Now, his eyes becoming accustomed to the gloom, Grant saw three more dynamite bundles, like the one Valois held, lashed to three of the derrick's huge wooden legs. He tried to keep his voice calm and his eyes away from the compact packet of violent death. “So you were going to blow up the derrick,” he said.
“You're wrong. I am going to blow up the derrick!”
Grant thought that he was beginning to understand, and now his voice was edged with bitterness. “So you were working for Farley all along! Even when you brought us the workers. When you hired on yourself. You were doing it for Farley, seeing to it that the Mullers lost their lease.”
The runner's mouth twisted with sudden hatred. “I wouldn't spit on Farley! What I do, I do for myself.” Then he smiled again, as suddenly and coldly as before. “You don't understand that, do you, Grant? A saddle bum like you, a hard-scrabble farmer—you wouldn't know about pride, would you? Pride is the most important thing in the world to some men.”
Like Dagget, Grant found it hard to believe that a man could do what Valois had done for any reason other than greed. But the truth was in Valois' eyes. If he had never told the truth before, he was telling it now.
“I see,” Grant said heavily. “But is pride worth dying for?”
“Yes.”
He didn't know exactly why, but he did know, instinctively, that now was the time to bring Valois to a test. And he said tensely, “All right, drop the dynamite, Valois. Throw it at me—now—before I take it away from you.”
The runner's eyes widened as Grant took one step forward. Then another. He drew his arm back and shouted, “I'll do it!” His forehead glistened with the effort, but something inside him would not let him loosen his deathlike grip on the dynamite. He whirled away and grabbed frantically for his revolver.
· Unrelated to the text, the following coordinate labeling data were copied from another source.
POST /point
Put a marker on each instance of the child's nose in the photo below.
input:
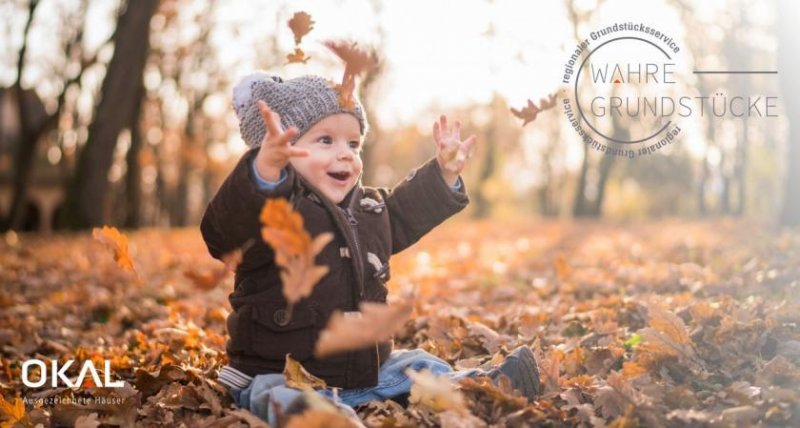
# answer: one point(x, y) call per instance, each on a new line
point(345, 154)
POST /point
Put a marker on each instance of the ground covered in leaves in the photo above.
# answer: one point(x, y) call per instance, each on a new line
point(654, 324)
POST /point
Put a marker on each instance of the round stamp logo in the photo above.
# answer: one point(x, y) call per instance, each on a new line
point(620, 94)
point(626, 93)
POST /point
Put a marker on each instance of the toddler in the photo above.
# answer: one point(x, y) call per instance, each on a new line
point(306, 147)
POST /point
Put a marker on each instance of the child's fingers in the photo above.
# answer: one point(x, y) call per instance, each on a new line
point(294, 152)
point(437, 133)
point(469, 144)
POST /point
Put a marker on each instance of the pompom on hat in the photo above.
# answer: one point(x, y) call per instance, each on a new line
point(301, 102)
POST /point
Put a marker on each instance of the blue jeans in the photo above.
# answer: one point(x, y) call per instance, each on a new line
point(268, 392)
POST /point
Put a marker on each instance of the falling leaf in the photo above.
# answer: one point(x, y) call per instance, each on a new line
point(435, 392)
point(300, 24)
point(357, 61)
point(528, 113)
point(117, 242)
point(376, 322)
point(294, 249)
point(298, 377)
point(14, 413)
point(297, 57)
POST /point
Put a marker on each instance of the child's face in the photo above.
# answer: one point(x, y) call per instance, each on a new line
point(333, 164)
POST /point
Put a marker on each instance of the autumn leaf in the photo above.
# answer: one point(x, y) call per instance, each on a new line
point(528, 113)
point(562, 267)
point(116, 241)
point(14, 412)
point(298, 377)
point(295, 251)
point(435, 392)
point(357, 61)
point(376, 322)
point(300, 24)
point(297, 57)
point(320, 419)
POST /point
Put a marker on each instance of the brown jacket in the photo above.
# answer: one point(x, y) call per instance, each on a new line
point(369, 226)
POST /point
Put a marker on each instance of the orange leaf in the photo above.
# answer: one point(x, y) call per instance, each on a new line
point(295, 251)
point(14, 412)
point(357, 61)
point(528, 113)
point(300, 24)
point(298, 377)
point(297, 57)
point(117, 242)
point(375, 323)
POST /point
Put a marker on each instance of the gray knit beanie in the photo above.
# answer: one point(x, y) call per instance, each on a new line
point(300, 102)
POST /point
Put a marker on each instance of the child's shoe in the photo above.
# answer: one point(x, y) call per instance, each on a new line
point(520, 367)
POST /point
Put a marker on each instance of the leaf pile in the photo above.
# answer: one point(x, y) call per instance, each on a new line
point(654, 324)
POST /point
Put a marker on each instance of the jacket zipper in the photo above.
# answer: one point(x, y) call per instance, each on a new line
point(353, 223)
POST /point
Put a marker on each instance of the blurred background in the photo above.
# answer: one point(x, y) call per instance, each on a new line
point(119, 112)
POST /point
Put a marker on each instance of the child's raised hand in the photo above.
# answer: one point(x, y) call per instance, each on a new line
point(451, 152)
point(276, 149)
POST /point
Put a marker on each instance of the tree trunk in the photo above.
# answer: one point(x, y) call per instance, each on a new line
point(86, 195)
point(26, 145)
point(133, 177)
point(482, 208)
point(789, 67)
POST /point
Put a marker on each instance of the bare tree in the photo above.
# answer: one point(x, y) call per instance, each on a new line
point(119, 100)
point(34, 121)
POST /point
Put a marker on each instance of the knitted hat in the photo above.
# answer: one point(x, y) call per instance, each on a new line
point(300, 102)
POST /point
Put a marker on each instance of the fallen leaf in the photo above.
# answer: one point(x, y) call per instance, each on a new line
point(298, 377)
point(435, 392)
point(116, 241)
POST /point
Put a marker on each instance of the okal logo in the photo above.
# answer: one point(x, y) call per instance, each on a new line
point(627, 91)
point(57, 373)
Grant shouted hoarsely, but he was already too late, for there was a kind of insane rage in the runner's eyes, and as the muzzle cleared his waistband, Grant set himself grimly and fired.
The tremendous impact of the bullet slammed Valois against the clay wall of the cellar, grasping death in both hands. He stared blankly, letting the .45 slip slowly from his fingers and fall to the ground. Grant stood frozen, knowing that he could do nothing, watching with a kind of terrible fascination as the runner's fingers began to loosen on the explosive.
Slowly, almost gracefully, Valois began to fall, his glazed eyes fixed on the dynamite, and in some fragmentary way he seemed to sense and fear the packet's violent potential. And even as he fell to the ground himself, he hugged the small bundle close to his body, taking the shock of the fall on his shoulder.